The survey remained open for ten weeks, from February 3 through April 15, 2016. To invite participation, a description and link to the survey was shared to listservs and online newsletters whose readership emphasized the target audience. A total of 398 responses to the survey was collected.

Survey Results and Commentary

Background information

This section of the survey aimed to gather data regarding respondents’ LAM organization in which they work, as well as general filenaming practice in that organization.

 

Participants were first asked to select a description of the overall type of organization in which they work (n=371). See Table 1.

 

Table 1: Demographic breakdown of respondents

Respondents’ type of organization Percentage of responses

 

Academic Library 44.2%
Archives/Special Collections 25.6%
Other 13.2%
Museum/Gallery 12.1%
Public Library 4.9%

 

Participants were asked about their role in their institution. Over one-third of respondents (n=330) identified themselves as Librarians, followed by over one-quarter as Archivists. About 20% selected Other and supplied an open text explanation. Upon review of these responses, we identified a number of these to fall within another category, bringing the Other category down to 17% (and increasing several of the other categories). Remaining open text responses comprised primarily of Photographer, as well as some variation of the title Digital Assets Manager or Digital Curator. See Table 2.

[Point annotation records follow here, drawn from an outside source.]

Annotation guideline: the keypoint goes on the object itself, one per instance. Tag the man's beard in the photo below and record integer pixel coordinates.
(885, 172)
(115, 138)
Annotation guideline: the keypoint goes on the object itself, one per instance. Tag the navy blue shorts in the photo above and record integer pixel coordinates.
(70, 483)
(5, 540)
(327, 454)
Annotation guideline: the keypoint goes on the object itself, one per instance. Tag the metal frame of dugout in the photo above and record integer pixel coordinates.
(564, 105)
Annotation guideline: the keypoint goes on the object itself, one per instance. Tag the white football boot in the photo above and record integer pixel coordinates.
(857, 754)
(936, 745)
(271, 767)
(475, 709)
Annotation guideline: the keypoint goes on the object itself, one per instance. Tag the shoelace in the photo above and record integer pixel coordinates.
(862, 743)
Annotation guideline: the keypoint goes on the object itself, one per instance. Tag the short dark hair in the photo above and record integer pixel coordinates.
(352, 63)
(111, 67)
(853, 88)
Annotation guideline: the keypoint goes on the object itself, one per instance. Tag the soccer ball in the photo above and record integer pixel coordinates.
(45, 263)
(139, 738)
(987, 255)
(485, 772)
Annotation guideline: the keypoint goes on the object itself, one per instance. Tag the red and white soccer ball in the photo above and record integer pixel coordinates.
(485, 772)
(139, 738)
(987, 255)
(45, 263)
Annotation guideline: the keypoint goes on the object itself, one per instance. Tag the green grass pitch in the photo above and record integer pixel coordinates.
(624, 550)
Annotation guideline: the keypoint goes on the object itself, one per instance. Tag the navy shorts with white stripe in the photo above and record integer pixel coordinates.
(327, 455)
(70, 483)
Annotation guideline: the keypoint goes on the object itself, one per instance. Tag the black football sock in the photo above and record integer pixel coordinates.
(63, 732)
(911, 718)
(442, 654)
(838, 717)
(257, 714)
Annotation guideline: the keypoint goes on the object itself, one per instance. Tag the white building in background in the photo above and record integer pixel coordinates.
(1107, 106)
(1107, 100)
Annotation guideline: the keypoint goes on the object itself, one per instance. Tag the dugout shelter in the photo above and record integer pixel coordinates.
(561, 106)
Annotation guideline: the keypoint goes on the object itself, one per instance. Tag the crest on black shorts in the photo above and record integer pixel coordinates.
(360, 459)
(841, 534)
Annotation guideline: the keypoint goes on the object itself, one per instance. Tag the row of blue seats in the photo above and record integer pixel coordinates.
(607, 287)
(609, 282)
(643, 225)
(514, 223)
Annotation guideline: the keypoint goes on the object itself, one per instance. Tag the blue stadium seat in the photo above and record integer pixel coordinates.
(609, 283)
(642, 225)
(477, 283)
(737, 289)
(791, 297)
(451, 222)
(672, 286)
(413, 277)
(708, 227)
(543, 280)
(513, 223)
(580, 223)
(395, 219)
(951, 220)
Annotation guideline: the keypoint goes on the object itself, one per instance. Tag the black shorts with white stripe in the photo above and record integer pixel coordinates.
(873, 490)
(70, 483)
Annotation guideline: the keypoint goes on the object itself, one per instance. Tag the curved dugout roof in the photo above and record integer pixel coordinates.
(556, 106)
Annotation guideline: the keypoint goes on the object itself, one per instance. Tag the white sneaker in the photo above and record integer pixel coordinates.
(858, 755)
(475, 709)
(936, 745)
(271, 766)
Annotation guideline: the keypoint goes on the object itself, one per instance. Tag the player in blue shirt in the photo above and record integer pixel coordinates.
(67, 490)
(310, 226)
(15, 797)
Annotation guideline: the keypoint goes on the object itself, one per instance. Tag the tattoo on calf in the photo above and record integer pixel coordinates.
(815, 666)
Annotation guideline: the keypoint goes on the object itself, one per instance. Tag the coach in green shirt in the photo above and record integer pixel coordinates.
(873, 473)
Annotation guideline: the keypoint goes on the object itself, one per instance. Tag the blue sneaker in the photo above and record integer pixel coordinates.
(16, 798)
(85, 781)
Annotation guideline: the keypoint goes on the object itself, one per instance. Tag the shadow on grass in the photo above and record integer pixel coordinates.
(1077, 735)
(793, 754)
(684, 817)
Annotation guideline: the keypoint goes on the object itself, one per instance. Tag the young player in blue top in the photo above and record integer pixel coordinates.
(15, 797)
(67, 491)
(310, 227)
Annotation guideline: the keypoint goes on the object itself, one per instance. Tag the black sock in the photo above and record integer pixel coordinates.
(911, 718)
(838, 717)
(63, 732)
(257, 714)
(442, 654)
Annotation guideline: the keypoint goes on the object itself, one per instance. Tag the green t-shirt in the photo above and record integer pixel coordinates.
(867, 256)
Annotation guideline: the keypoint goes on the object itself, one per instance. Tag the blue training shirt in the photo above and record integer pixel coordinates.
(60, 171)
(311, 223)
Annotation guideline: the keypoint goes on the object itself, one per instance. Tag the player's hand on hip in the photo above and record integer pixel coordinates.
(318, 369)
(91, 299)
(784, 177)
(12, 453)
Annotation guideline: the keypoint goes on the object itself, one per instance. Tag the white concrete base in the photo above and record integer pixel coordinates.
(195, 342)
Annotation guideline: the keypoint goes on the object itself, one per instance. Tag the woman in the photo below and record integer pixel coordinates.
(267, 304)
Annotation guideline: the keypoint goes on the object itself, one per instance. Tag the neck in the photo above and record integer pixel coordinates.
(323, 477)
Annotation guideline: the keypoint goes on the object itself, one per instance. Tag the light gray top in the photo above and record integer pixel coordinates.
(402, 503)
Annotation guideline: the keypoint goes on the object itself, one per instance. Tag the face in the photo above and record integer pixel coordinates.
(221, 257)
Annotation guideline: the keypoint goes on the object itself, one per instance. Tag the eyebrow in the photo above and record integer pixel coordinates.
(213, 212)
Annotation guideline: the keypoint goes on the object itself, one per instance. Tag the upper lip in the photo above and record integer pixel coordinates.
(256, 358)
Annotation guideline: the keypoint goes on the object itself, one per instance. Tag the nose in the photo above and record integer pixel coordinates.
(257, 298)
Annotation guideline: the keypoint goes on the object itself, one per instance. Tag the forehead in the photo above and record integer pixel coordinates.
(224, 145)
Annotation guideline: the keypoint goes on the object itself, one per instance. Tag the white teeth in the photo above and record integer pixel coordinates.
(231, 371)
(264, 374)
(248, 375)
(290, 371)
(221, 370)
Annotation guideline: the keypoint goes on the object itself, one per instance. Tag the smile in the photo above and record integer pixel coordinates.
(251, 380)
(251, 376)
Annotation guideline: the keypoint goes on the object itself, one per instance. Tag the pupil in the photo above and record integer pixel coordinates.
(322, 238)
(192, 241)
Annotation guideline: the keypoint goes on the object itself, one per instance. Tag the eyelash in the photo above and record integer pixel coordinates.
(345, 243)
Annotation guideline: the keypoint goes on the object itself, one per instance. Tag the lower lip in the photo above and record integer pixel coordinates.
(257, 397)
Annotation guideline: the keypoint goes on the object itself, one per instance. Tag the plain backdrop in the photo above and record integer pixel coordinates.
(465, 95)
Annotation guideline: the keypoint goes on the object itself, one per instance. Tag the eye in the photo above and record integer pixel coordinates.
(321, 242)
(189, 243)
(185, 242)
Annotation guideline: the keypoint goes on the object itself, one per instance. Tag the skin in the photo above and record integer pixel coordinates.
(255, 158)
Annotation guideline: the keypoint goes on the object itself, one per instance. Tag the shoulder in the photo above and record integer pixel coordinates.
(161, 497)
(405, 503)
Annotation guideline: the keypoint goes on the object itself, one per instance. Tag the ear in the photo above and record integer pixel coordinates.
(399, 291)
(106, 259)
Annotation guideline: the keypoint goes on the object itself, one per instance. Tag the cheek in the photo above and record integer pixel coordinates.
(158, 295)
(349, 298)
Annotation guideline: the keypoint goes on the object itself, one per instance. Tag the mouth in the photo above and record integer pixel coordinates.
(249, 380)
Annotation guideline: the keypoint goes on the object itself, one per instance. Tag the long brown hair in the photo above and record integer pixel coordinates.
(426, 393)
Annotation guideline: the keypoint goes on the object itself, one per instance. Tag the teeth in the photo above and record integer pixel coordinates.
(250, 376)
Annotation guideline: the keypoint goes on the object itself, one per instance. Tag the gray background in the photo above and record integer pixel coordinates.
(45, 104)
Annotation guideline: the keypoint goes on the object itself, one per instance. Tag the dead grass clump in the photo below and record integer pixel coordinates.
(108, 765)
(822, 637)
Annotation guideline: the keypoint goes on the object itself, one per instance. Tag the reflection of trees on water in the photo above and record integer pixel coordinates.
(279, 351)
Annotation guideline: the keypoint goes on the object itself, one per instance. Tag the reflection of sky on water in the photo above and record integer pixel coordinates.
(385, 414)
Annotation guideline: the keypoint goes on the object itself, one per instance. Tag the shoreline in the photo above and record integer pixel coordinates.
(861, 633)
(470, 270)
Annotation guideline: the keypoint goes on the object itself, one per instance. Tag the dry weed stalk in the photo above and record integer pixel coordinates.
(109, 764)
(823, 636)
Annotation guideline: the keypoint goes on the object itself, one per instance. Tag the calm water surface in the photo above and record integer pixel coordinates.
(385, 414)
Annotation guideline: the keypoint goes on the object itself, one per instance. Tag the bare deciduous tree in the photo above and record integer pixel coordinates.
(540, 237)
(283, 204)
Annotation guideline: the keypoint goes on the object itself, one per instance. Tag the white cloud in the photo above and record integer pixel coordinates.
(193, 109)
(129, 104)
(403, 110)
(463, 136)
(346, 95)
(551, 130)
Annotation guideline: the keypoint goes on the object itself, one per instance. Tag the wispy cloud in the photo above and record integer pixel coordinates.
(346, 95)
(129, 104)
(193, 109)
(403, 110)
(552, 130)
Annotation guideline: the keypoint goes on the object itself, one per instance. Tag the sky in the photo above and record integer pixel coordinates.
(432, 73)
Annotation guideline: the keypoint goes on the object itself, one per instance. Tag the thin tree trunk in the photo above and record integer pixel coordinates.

Table 2: Professional role breakdown of respondents

Respondents’ role Percentage of responses
Librarian 37.6%
Archivist 29.4%
Other 17.3%
IT professional 6.1%
Project Manager 6.1%
Assistant/technician 3.6%

 

Participants were also asked about the existence (or non-existence) of filenaming policies in place in their organizations (n=331). Participants who selected No or I don’t know were given no further questions and prompted to complete the survey by submitting their responses up to this point. Remaining respondents (n=313) were asked what kinds of policies existed and could choose more than one type. See Table 3.

 

Table 3: Filenaming policy types in use by respondents

Type of Filenaming Policy Number of respondents
One or more organization-wide policies 28.4%
One or more department-wide policies 37%
One or more filenaming policies per project/collection 34.6%

 

Remaining respondents (n=313) were also asked whether they felt that their filenaming policies adequately serves their needs. See Table 4.

 

Table 4: Breakdown of if current policies served respondents’ needs

Does Current Policy(ies) Serves Organization’s Needs? Percentage of respondents
Yes 75.3%
No 17.3%
I don’t know 7.4%

 

Participants who selected No were prompted to explain why their filenaming policies may not adequately serve their needs in an open text box. Fifty-one respondents provided explanations that ranged from current schemes not being extensible enough to a need for more training of staff members who are on the front lines of creating filenames. Several themes emerged from the responses. First, eight respondents mentioned the need for more buy-in within the institution to follow established guidelines. Some of these expressed that adoption was “casual” or that policies were followed as “suggestions”. One response mentioned that “compliance with naming rules is very difficult to impose or enforce without full knowledgeable support from senior management”. Another theme that appeared was the desire to have either an institution-wide policy that can be modified for smaller work units or projects, or a larger, profession-wide set of best practices. One response stated that they would prefer to have their filenaming schemes “standardized according to professional standards”. Lastly, five of the respondents expressed the challenge of having schemes in place for some collections but not others. Among these responses, filenaming policies were typically in place for digitized materials, but not others.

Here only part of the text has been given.